For cases of selective decryption, where validators only decrypt profitable transactions, BTE makes all decryption actions publicly verifiable. This allows anyone to detect dishonest behavior and sanction offenders with cuts. This keeps the process reliable as long as a threshold of honest servers remains active.
Upgrades to BTE
Choudhuri, Garg, Policharla, and Wang (2025) made the first upgrade to BTE to improve server communication through a scheme called single-configuration BTE. This scheme required only a single initial distributed key generation (DKG) ceremony that ran once on all decryption servers. However, a multi-party calculation protocol was still necessary to implement the commitment of each batch.
The first truly epoch-free BTE system took place in August 2025, when Bormet, Faust, Othman, and Qu introduced BEAT-MEV as a single, single initialization that could support all future batches. It achieved this by using two advanced tools, perforable pseudo-random functions and homomorphic threshold encryption, allowing servers to reuse the same configuration settings indefinitely. Each server only needed to send a small piece of data during decryption, keeping server communication costs low.
Overview of projected performance
Ultimately, another paper called BEAST-MEV introduced the concept of batch silent threshold encryption (SBTE) which removed the need for any interactive configuration between servers. It replaced repeated coordination with a single, universal, non-interactive configuration that allows nodes to operate independently.
However, the subsequent combination of all partial decryptions still required heavy interactive calculations. To solve this problem, BEAST-MEV borrowed BEAT-MEV’s subprocessing technique and used parallel processing to allow the system to decrypt large batches (up to 512 transactions) in less than a second. The following table summarizes how each successive BTE design improves on the original BTE design.

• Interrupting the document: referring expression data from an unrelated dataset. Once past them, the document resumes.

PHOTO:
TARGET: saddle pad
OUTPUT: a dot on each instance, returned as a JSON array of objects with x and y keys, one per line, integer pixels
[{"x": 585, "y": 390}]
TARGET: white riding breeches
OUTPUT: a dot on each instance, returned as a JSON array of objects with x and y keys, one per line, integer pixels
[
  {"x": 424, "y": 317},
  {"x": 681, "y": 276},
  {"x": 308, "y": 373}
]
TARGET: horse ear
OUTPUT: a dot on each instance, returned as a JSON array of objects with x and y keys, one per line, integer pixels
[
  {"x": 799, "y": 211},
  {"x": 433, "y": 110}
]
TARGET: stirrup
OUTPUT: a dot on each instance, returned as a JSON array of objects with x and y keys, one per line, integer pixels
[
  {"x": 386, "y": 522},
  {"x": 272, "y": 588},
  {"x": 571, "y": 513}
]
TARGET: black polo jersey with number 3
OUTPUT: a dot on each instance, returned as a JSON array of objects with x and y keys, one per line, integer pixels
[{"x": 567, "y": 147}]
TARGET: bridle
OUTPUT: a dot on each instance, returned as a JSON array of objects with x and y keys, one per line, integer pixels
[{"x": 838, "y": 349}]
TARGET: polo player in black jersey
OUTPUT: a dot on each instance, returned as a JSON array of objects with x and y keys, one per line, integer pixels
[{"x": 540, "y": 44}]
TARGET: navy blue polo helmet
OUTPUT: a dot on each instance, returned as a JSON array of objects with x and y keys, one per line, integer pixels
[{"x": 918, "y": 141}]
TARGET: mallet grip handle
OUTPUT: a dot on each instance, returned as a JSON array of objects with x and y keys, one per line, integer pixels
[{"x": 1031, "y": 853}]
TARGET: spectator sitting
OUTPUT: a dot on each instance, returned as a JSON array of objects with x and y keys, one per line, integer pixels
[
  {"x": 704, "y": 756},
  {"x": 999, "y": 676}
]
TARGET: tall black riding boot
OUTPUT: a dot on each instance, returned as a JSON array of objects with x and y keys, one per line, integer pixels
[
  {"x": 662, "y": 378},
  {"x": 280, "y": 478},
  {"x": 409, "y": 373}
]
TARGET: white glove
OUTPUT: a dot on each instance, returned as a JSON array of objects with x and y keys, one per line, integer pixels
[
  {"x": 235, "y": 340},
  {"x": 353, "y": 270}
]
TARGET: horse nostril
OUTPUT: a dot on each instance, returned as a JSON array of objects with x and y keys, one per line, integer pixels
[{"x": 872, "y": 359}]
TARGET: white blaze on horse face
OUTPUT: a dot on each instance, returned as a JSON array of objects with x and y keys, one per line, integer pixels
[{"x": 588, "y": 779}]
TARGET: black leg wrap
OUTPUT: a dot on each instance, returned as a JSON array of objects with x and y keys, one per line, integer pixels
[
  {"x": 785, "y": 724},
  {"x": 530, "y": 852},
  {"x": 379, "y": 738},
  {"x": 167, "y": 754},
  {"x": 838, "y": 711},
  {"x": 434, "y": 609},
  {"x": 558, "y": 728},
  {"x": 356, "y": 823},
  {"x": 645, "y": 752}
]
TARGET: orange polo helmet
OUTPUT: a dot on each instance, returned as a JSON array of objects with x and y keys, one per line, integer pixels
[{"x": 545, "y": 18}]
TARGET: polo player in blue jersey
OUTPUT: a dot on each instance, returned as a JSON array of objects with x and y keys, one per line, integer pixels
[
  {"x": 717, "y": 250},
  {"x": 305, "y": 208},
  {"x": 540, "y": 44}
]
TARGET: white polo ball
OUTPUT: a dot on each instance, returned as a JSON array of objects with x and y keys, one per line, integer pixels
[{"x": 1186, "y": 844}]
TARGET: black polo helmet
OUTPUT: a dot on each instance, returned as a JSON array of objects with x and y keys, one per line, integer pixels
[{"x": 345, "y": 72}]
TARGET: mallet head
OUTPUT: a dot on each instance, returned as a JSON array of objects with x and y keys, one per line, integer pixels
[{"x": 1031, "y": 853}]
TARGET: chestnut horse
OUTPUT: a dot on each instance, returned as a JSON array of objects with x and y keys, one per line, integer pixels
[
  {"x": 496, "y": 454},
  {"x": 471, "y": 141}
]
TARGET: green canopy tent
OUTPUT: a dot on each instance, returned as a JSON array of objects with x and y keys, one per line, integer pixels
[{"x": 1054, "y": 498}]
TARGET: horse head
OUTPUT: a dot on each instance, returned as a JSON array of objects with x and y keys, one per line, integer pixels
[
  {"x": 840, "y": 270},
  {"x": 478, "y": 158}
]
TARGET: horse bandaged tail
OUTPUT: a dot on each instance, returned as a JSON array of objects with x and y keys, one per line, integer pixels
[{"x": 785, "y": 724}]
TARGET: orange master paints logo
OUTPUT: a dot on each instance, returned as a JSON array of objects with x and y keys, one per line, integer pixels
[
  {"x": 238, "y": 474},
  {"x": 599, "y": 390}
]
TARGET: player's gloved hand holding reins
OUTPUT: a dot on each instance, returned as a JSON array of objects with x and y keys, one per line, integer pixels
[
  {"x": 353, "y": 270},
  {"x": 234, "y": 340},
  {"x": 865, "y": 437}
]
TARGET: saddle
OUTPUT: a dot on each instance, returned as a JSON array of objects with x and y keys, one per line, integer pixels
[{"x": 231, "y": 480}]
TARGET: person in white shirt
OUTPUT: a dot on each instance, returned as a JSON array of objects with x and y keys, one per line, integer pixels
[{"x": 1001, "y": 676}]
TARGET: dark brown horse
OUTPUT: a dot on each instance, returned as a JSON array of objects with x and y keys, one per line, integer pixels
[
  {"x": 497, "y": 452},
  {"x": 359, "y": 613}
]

The potential of BTE also applies to protocols such as CoW Swap, which already mitigate MEV through batch auctions and intent-based matching, while still exposing a portion of the order flow in public memory pools. Integrating BTE before solver submission would fill this gap and ensure end-to-end transaction privacy. For now, Shutter Network remains the most promising candidate for rapid adoption, and other protocols will likely follow once implementation frameworks are more mature.
This article does not contain investment advice or recommendations. Every investment and trading move involves risk, and readers should conduct their own research before making a decision.
This article is intended for general information purposes and is not intended to be and should not be considered legal or investment advice. The views, thoughts and opinions expressed herein are solely those of the author and do not necessarily reflect or represent the views and opinions of Cointelegraph.
Cointelegraph does not endorse the content of this article or any products mentioned here. Readers should do their own research before taking any action related to any product or company mentioned and take full responsibility for their decisions.